Ponad 400 strażaków wspieranych przez 10 samolotów gaśniczych walczy z pożarami w północnej Portugalii. Według strażaków jeden z pożarów mógł być efektem umyślnego podpalenia.
Jak poinformowała Patricia Gaspar z centrali obrony cywilnej w Lizbonie, dwa duże pożary pojawiły się w niedzielę po południu w okolicach miast Alijo oraz Mangualde. Z uwagi na szybko rozprzestrzeniający się ogień konieczna była ewakuacja blisko 40 osób z objętych kataklizmem terenów.
Rozszalały żywioł
Jak poinformowała Patricia Gaspar z centrali obrony cywilnej w Lizbonie, dwa duże pożary pojawiły się w niedzielę po południu w okolicach miast Alijo oraz Mangualde. Z uwagi na szybko rozprzestrzeniający się ogień konieczna była ewakuacja blisko 40 osób z objętych kataklizmem terenów.
- W poniedziałek po południu w dalszym ciągu ogień rozprzestrzenia się na dwóch odcinkach w północnej części kraju. Na razie nie jesteśmy w stanie ocenić wielkości strawionego przez ogień obszaru - powiedziała Gaspar.
Piorun czy podpalenie?
Według strażaków i funkcjonariuszy obrony cywilnej pożar w okolicach Mangualde mógł być efektem umyślnego podpalenia. Świadczyć miałoby o tym pojawienie się trzech niezależnych od siebie ognisk w ciągu zaledwie 17 minut.
Ponad 400 strażaków w akcji
Nieokiełznane płomienie próbuje opanować już 418 strażaków z pomocą 118 jednostek gaśniczych i dziesięciu śmigłowców. Mimo to łuna pożarów nie gaśnie w Portugalii już od miesiąca. W niedzielę jeden z helikopterów wylądował awaryjnie w zbiorniku wodnym, pilotowi nic się nie stało.
W specjalnym apelu prezydent Marcelo Rebelo starał się uspokoić zaniepokojonych obywateli:
- Zdaję sobie sprawę z tego, że o sytuacji trzeba informować na bieżąco i w przejrzysty sposób, a odpowiednie działania trzeba podejmować bez wahania.

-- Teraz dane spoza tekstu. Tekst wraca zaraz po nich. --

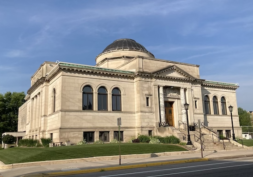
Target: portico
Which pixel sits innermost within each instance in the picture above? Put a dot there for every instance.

Następnie zwrócił się bezpośrednio do strażaków:
- Pokładamy w was wielkie nadzieje.
Od środy na terenie Portugalii występują duże upały. W niektórych miejscach kraju temperatura powietrza przekracza 40 st. C.
Poprzedni pożar wciąż zagadkowy
Wciąż nie ustalono przyczyn pożaru, który 17 czerwca br. pojawił się w gminie Pedrogao Grande w dystrykcie Leiria w środkowej części kraju. Największy w historii Portugalii kataklizm zabił 64 osoby, a 250 ranił.
Szef portugalskiej Ligi Strażaków Jaime Marta Soares zanegował pierwotną wersję policji, według której ogień w gminie Pedrogao miał się pojawić w efekcie uderzenia pioruna w drzewo. Stwierdził, że prawdopodobnym źródłem ognia było podpalenie.
Dzień po wybuchu pożaru w gminie Pedrogao Grande rząd Antonia Costy ogłosił trzydniową żałobę narodową. W kolejnych godzinach żywioł rozprzestrzenił się z dystryktu Leiria do sąsiednich dystryktów - Castelo Branco i Coimbry. Łącznie żywioł strawił ponad 46 tys. hektarów lasów i terenów rolnych. Według śledztwa w trakcie pożaru w Pedrogao Grande nie zadziałał system ostrzegania ratunkowego, co przyczyniło się do wysokiej liczby ofiar.